A highly secured digital-forensics laboratory sits tucked inside an enormous complex of low, boxy buildings in Bentonville, Arkansas. To get in, analysts have to scan their hands and enter a unique password. Inside, they comb through video-surveillance records and spirit data out of devices that have seen better days, like a hard drive that had been crushed with a hammer and dropped from a third-story window.
Despite the sensitive nature of their jobs, these investigators aren’t high-level FBI agents or foreign spies. They’re Walmart employees.
Walmart is one of six companies in the United States that run digital-forensics laboratories accredited by the American Society of Crime Laboratory Directors. American Express has an accredited lab; Target has two of them.

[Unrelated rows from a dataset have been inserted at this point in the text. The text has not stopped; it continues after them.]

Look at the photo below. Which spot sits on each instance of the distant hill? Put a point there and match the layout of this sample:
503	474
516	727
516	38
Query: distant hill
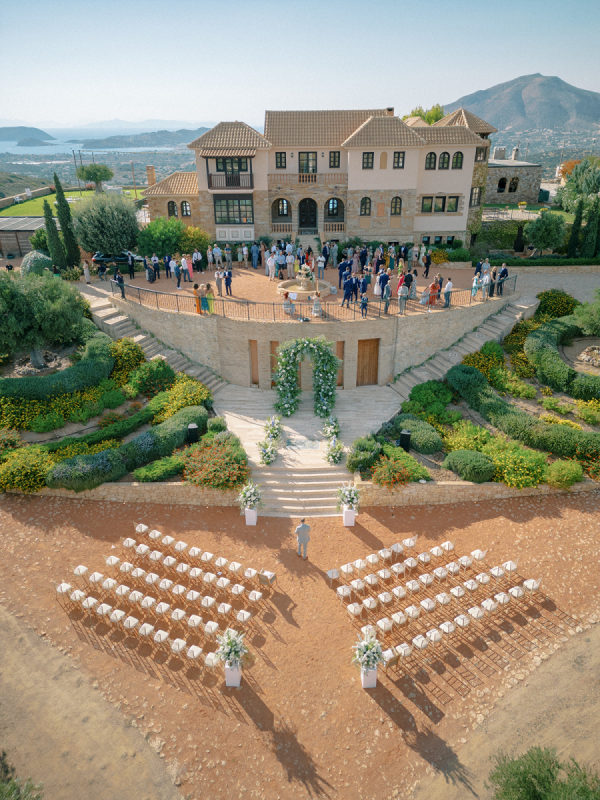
19	132
152	139
15	184
534	102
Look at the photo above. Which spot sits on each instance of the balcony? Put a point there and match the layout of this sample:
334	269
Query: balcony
314	178
233	180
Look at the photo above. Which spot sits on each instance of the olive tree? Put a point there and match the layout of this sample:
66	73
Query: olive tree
106	223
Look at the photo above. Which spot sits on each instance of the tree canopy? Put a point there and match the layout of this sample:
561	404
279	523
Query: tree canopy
106	223
95	173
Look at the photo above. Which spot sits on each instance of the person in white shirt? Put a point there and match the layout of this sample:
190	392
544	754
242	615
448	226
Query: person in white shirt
447	293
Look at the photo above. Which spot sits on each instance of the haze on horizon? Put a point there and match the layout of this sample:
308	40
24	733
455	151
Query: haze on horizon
74	64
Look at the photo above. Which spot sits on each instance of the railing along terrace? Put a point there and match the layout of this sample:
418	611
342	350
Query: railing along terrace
304	311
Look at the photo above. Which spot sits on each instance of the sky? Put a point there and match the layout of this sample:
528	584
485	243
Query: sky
69	62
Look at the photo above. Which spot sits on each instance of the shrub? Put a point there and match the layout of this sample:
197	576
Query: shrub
216	424
87	471
562	474
363	455
161	469
152	377
128	356
25	469
185	392
217	464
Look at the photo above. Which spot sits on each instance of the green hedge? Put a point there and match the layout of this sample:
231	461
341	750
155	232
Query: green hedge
470	465
86	472
95	365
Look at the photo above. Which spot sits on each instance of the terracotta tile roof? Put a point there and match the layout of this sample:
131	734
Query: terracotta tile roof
230	136
316	128
450	136
415	122
463	118
384	132
179	183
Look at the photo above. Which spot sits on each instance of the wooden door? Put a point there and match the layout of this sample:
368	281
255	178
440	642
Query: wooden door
253	347
339	351
367	368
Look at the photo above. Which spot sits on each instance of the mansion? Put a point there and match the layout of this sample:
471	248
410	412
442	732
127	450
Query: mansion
333	174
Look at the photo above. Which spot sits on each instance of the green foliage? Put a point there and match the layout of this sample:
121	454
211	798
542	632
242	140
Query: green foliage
106	223
546	232
152	377
127	355
161	236
470	465
55	245
94	173
63	212
35	263
160	470
363	455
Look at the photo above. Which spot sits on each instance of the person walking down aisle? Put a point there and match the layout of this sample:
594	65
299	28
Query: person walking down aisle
302	537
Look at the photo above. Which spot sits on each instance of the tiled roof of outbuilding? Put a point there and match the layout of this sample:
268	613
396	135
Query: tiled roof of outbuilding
179	183
316	128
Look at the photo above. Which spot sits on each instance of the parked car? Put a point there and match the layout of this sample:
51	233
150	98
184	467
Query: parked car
120	258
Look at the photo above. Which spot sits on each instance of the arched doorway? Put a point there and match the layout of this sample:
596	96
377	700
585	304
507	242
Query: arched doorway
307	216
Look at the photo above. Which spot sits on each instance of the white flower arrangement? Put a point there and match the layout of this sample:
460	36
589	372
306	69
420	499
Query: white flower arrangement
231	648
349	495
335	450
367	653
268	451
250	496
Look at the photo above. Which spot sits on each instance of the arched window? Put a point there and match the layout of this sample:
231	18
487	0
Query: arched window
457	160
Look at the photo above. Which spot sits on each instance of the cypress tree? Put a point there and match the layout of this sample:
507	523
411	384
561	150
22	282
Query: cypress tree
573	245
63	212
590	233
55	246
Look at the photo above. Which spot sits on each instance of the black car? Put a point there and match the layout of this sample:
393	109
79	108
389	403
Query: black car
121	258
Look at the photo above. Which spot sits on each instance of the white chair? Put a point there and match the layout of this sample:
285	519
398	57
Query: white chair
399	592
344	593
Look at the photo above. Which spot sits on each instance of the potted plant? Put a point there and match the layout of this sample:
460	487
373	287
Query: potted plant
348	500
368	655
249	500
231	651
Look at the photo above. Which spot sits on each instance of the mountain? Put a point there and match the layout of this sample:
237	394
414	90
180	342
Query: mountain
153	139
534	102
18	132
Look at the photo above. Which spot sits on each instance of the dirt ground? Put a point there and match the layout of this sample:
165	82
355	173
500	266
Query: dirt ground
300	726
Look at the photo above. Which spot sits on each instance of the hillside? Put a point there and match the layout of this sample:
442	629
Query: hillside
14	184
534	102
151	139
18	132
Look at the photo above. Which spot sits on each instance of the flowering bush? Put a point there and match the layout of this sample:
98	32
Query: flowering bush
231	648
250	496
214	463
349	495
325	370
368	653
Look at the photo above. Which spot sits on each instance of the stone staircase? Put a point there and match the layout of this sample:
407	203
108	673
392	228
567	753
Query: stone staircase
118	325
494	328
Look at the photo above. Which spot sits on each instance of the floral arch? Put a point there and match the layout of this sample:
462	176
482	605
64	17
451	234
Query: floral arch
325	368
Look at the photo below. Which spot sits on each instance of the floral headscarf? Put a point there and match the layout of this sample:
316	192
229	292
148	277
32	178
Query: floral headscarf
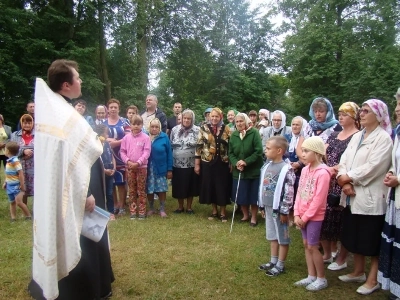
350	108
155	120
247	122
294	141
26	117
283	123
330	116
220	123
185	130
381	112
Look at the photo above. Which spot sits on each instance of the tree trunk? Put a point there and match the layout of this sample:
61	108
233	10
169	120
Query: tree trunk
141	47
103	51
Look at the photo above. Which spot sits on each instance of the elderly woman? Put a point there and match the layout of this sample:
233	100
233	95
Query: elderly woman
389	258
212	164
159	167
278	127
336	145
185	182
362	170
298	125
263	117
25	139
245	155
101	114
118	127
5	135
230	116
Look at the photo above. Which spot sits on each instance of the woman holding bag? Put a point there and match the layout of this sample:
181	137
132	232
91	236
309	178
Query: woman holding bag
361	172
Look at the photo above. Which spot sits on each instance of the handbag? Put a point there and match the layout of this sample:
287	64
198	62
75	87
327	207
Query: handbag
333	200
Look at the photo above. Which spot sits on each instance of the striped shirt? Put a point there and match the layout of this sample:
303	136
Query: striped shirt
12	167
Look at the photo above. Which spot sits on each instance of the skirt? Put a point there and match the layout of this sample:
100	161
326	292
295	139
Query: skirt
248	191
389	258
215	183
155	183
361	234
185	183
332	224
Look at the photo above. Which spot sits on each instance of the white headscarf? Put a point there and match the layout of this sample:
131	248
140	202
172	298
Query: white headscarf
283	123
294	141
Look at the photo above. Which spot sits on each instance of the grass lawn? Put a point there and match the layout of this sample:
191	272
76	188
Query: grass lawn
180	257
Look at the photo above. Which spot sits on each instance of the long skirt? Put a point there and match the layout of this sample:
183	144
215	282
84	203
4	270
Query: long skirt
389	259
332	224
215	183
185	183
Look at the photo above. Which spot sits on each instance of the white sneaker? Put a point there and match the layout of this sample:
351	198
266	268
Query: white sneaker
304	282
317	285
335	267
328	261
346	278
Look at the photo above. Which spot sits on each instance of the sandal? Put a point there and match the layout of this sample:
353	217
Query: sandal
213	216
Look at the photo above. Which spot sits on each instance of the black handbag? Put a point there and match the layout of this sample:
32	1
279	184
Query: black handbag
333	200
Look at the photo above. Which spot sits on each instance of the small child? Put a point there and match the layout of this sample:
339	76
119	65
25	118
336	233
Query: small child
14	182
109	166
309	210
135	152
276	196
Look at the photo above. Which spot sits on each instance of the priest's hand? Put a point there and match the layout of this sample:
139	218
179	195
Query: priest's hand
90	203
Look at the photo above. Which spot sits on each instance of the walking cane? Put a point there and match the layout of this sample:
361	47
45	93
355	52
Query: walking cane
234	207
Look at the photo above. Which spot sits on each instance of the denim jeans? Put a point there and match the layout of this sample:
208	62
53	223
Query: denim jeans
109	193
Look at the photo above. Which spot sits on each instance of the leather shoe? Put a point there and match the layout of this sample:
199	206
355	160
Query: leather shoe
346	278
366	291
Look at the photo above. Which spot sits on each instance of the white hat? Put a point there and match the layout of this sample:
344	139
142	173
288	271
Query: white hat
315	144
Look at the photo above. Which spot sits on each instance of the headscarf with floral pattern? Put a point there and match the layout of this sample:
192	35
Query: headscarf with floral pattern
381	112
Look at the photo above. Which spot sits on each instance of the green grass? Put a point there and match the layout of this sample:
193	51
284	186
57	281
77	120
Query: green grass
181	257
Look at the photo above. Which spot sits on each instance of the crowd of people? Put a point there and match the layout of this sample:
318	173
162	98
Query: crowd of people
336	179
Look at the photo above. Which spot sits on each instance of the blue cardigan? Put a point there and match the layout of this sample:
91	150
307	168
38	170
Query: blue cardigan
161	155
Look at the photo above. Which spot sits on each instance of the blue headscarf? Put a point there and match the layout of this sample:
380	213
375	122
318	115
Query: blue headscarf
330	116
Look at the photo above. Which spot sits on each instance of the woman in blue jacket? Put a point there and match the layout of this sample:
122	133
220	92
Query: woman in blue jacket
159	167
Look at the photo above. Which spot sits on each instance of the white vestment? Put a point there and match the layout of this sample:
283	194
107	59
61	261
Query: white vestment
65	149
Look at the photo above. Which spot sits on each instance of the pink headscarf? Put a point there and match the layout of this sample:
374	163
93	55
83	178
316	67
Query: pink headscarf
382	113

Those companies—and many others that operate labs without formal accreditation—have built up digital-forensics capabilities once limited to law enforcement. They have the tools and the know-how to investigate corporate theft and online fraud, or track a data breach to its source. That might involve extracting information from a locked, encrypted smartphone, or a damaged computer hard drive. Or it could entail analyzing network activity to figure out which employee, for example, is siphoning off sensitive data to sell on the black market.

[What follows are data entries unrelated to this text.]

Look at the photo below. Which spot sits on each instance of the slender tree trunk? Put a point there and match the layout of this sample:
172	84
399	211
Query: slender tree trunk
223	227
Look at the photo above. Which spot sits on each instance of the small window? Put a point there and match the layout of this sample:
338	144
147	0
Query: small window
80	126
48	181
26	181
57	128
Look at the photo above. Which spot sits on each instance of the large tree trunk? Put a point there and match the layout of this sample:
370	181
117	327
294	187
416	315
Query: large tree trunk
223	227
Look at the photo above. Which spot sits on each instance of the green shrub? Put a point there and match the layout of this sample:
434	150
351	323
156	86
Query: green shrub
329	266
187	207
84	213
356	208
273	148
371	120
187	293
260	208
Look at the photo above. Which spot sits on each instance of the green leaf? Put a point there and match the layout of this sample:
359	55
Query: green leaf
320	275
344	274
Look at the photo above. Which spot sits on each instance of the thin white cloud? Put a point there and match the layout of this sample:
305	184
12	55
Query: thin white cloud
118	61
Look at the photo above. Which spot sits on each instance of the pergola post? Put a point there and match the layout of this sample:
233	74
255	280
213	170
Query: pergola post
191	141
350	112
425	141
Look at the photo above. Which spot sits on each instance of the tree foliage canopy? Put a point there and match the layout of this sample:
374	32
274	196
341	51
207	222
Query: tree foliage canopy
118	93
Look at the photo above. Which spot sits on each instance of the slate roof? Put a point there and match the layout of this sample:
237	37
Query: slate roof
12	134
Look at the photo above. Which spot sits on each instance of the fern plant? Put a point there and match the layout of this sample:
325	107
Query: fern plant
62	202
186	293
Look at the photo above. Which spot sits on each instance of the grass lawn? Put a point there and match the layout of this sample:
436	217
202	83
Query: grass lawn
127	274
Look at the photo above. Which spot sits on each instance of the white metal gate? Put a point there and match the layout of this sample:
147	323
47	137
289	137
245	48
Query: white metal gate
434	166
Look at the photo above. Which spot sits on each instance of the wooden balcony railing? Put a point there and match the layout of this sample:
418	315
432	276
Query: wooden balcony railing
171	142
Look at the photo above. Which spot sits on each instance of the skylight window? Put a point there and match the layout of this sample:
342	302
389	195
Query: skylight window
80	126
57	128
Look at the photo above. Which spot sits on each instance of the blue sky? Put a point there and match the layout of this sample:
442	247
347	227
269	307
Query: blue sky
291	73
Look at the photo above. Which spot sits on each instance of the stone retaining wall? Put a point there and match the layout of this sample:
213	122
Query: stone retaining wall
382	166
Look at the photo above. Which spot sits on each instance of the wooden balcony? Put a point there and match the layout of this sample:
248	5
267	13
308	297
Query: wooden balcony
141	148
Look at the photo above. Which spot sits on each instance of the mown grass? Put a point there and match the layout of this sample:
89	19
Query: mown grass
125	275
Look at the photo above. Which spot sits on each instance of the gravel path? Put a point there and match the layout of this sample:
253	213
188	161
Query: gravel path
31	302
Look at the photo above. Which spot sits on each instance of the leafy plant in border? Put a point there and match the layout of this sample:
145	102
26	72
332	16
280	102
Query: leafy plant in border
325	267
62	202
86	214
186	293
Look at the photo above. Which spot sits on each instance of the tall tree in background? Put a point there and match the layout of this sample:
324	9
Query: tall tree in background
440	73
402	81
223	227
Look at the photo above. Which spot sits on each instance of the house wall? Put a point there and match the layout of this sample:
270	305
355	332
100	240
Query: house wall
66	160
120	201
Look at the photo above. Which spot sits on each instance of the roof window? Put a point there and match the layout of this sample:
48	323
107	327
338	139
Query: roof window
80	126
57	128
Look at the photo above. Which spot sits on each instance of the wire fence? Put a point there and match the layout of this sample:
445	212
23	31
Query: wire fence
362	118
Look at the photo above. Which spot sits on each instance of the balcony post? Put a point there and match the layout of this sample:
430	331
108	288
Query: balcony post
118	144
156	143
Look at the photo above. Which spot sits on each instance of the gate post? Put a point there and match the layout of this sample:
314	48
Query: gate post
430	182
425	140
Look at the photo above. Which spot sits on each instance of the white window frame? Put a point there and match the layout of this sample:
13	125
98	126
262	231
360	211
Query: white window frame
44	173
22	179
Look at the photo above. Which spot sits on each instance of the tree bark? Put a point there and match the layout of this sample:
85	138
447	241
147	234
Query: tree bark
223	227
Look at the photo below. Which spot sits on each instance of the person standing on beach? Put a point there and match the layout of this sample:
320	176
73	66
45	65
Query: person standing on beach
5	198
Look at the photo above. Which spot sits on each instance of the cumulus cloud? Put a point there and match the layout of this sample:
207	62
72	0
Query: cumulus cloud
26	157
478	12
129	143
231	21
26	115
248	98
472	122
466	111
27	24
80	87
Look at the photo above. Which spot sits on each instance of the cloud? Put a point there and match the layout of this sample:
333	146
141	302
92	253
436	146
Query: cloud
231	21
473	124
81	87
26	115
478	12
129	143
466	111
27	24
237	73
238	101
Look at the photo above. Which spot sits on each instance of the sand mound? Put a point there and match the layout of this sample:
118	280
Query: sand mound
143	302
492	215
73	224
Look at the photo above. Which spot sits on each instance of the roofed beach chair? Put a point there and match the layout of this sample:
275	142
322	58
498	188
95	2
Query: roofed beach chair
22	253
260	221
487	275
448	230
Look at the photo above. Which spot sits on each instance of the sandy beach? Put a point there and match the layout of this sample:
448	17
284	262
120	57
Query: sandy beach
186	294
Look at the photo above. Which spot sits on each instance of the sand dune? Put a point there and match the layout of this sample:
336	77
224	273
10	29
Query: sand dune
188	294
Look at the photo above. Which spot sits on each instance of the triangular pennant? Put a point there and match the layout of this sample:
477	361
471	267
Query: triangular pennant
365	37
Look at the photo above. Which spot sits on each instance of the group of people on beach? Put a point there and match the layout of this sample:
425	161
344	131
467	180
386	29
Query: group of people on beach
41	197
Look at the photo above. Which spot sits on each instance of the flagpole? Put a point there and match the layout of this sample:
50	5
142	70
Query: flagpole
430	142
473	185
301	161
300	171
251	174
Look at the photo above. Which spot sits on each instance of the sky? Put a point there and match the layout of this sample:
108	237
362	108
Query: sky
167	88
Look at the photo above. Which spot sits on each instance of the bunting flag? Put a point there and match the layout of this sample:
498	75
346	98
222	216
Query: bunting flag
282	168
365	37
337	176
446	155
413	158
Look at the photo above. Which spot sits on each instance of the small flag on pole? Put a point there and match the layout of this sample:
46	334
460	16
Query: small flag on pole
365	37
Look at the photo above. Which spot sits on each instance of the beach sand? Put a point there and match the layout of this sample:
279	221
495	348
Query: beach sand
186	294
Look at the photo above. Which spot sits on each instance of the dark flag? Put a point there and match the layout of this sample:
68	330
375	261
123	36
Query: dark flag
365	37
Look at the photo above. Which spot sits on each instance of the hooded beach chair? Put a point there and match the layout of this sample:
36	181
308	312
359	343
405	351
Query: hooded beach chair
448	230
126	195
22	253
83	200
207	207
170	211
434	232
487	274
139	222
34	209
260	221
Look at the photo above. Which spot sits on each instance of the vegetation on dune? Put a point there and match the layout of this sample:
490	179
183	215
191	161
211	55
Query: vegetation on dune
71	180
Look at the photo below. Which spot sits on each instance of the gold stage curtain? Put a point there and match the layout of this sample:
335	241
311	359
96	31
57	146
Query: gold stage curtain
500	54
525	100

In many cases, private companies can do this much faster than the police. “A lot of law enforcement-based digital-forensics labs are just swamped,” said Kathryn Seigfried-Spellar, a professor of computer science at Purdue University. “Almost every type of crime—whether it’s homicide, arson, or a computer crime—is going to have some sort of digital evidence associated with it.” As a result, she says, the backlog of devices and data awaiting analysis at police labs can stretch from months to years.
So businesses have taken digital forensics into their own hands. Labs have popped up in big companies across industries, said John Dayton, a forensic researcher at Carnegie Mellon University’s Software Engineering Institute. From retailers to banks, utilities, and technology firms, large companies have taken up forensics work on their own.
In-house forensics allows companies to work faster, cheaper, and potentially better than law enforcement. Labs at large companies are more likely than police labs to have high-tech tools and the latest forensics software, said Seigfried-Spellar. Forensics equipment is expensive, and is quickly and constantly surpassed by new technology. Methods for extracting data from mobile devices, for example, have to be rethought every time a new smartphone with improved security protocols is released.
But corporate labs aren’t limited to digital forensics. Some have expertise in more traditional investigative techniques, like fingerprint or photo analysis. Having capabilities in multiple fields allows companies to solve crimes that affect them, or that occur on their property. A big-box store, for example, can fight organized retail crime by investigating incidents at their stores.
Once an internal investigation team discovers an incident, it will report the case to law enforcement and walk police through the details, said Dayton, who previously worked in the now-defunct National Drug Intelligence Center, an agency in the Justice Department. If law enforcement are preparing a civil or a criminal case, officers will work hand-in-hand with analysts at the reporting company to gather and interpret evidence.
A detailed but unconfirmed post highlighted on Reddit’s official blog last year offers a look at that process. A user called “StiggyPop” wrote about getting caught after stealing about $15,000 in Blu-Rays from a Target store. Target investigators had assembled a file on him, he wrote, and figured out where he lived, what car he drove, and where he resold the stolen discs. He was turned over to the police and charged with grand larceny.
The relationship between business and law enforcement isn’t limited to cases that affect a particular company. In certain cases, Target has said it offers to help law enforcement with its forensics resources for free. Target and Walmart both declined to comment for this story, but in a press release from 2012, Target said it volunteers to get involved with with “felony, homicide, and special-circumstances cases.” In 2008, a Target spokesperson told the Pittsburgh Tribune-Review that a quarter of the cases it worked on were unrelated to the company itself.